The prospect of talking to the coroner threw Joanna off center. Officially, Doc Winfield was the coroner, but he was also Joanna's new stepfather. Picking up the handset, she wasn't mire how to speak to him on the phone. Winfield settled the whole issue by handling the entire transaction on a strictly professional basis.
"I still have some toxicology tests to do, and those take time-weeks even," he told her. "But the preliminary results are these. The victim was struck on the head, repeatedly. The weapon was a heavy blunt object of some kind, but what actually killed her was drowning."
"Drowning?" Joanna asked.
"In her own blood. Her rib cage was completely crushed. Both lungs filled with blood. That's what killed her."

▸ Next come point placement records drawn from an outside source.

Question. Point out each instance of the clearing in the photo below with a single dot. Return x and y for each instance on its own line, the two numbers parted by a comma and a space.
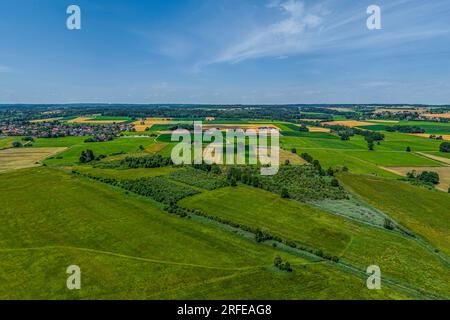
12, 159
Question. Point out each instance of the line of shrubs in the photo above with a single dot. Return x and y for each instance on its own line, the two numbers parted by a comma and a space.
262, 235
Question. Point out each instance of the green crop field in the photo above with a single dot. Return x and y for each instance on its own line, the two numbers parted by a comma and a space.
423, 211
76, 145
128, 248
6, 142
355, 244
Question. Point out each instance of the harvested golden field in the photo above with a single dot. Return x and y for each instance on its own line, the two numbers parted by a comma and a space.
350, 123
12, 159
156, 147
444, 174
90, 121
292, 157
319, 129
427, 135
310, 120
384, 121
45, 120
437, 115
397, 110
341, 109
141, 125
240, 126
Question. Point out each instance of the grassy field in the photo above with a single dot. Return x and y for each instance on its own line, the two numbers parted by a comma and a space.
5, 142
354, 154
403, 260
429, 126
122, 174
423, 211
76, 145
19, 158
128, 248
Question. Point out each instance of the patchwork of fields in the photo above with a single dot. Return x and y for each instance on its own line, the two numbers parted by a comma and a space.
173, 232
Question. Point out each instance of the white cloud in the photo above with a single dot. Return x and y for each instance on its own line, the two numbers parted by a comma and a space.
5, 69
328, 27
288, 36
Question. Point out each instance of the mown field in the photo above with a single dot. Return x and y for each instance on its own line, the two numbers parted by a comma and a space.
128, 248
359, 245
423, 211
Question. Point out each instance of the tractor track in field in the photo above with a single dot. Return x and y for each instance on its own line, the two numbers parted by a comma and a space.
119, 255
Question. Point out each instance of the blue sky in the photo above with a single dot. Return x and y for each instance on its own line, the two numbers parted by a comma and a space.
225, 52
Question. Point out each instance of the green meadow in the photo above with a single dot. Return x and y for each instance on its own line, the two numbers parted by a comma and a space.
128, 248
423, 211
76, 145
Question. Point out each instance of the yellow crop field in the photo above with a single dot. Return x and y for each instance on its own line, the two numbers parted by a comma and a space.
350, 123
12, 159
437, 115
319, 129
427, 135
240, 126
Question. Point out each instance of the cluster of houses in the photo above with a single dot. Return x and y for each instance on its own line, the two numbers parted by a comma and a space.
100, 132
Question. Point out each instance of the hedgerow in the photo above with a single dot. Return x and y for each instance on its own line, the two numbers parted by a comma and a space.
198, 178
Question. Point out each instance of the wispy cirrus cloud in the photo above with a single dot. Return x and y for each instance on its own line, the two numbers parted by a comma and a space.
287, 36
325, 26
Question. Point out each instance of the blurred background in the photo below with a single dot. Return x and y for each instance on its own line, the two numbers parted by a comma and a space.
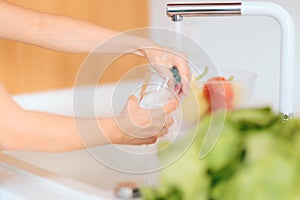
250, 43
27, 68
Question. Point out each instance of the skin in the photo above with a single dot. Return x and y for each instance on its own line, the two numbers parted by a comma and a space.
37, 131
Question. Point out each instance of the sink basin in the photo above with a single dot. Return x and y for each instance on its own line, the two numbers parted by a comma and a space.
82, 166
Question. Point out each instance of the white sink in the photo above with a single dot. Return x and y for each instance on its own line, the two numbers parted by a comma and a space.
82, 165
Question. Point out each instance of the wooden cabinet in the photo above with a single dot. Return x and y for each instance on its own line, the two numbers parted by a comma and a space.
27, 68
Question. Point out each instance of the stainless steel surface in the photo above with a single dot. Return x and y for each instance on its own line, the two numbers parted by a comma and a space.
179, 10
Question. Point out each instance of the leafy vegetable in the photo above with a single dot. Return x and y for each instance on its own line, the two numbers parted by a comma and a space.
257, 157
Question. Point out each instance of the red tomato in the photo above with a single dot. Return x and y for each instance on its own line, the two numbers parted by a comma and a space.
219, 94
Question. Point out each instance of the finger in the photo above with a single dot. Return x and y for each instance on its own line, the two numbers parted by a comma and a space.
169, 122
170, 106
132, 103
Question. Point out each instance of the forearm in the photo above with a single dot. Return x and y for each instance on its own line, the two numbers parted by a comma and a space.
62, 33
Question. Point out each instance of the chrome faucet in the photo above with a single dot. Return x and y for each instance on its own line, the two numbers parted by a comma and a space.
176, 11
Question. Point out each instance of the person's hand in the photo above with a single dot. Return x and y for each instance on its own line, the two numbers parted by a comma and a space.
142, 126
161, 58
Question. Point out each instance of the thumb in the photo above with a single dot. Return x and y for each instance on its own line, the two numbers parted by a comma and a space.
132, 102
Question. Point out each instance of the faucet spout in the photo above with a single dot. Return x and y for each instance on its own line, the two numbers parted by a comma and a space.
179, 10
286, 90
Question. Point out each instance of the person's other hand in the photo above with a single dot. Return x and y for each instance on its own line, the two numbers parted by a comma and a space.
143, 126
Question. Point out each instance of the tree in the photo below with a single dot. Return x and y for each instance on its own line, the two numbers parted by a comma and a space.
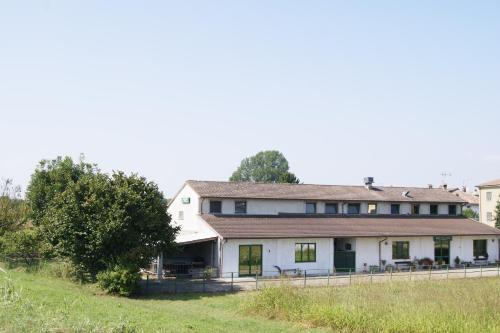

Joanna shivered. Drowning in your own blood seemed like an appalling way to die. She forced herself to sound dispassionate. "Any signs of defensive wounds?" she asked.
"None," George Winfield returned. "It looks to me as though she was naked when the attack came and as though her assailant came at her from behind. There are contusions and abrasions that look as though they happened prior to death."
"Like she was running, maybe?" Joanna asked. "As though she was trying to get away?"
"Maybe."
Joanna didn't want to ask the next question, but she had to. "Was she sexually assaulted?"
"No," George Winfield answered. "Given the circumstances of a naked victim, that's something I would have suspected. But there's no sign of sexual violation at all."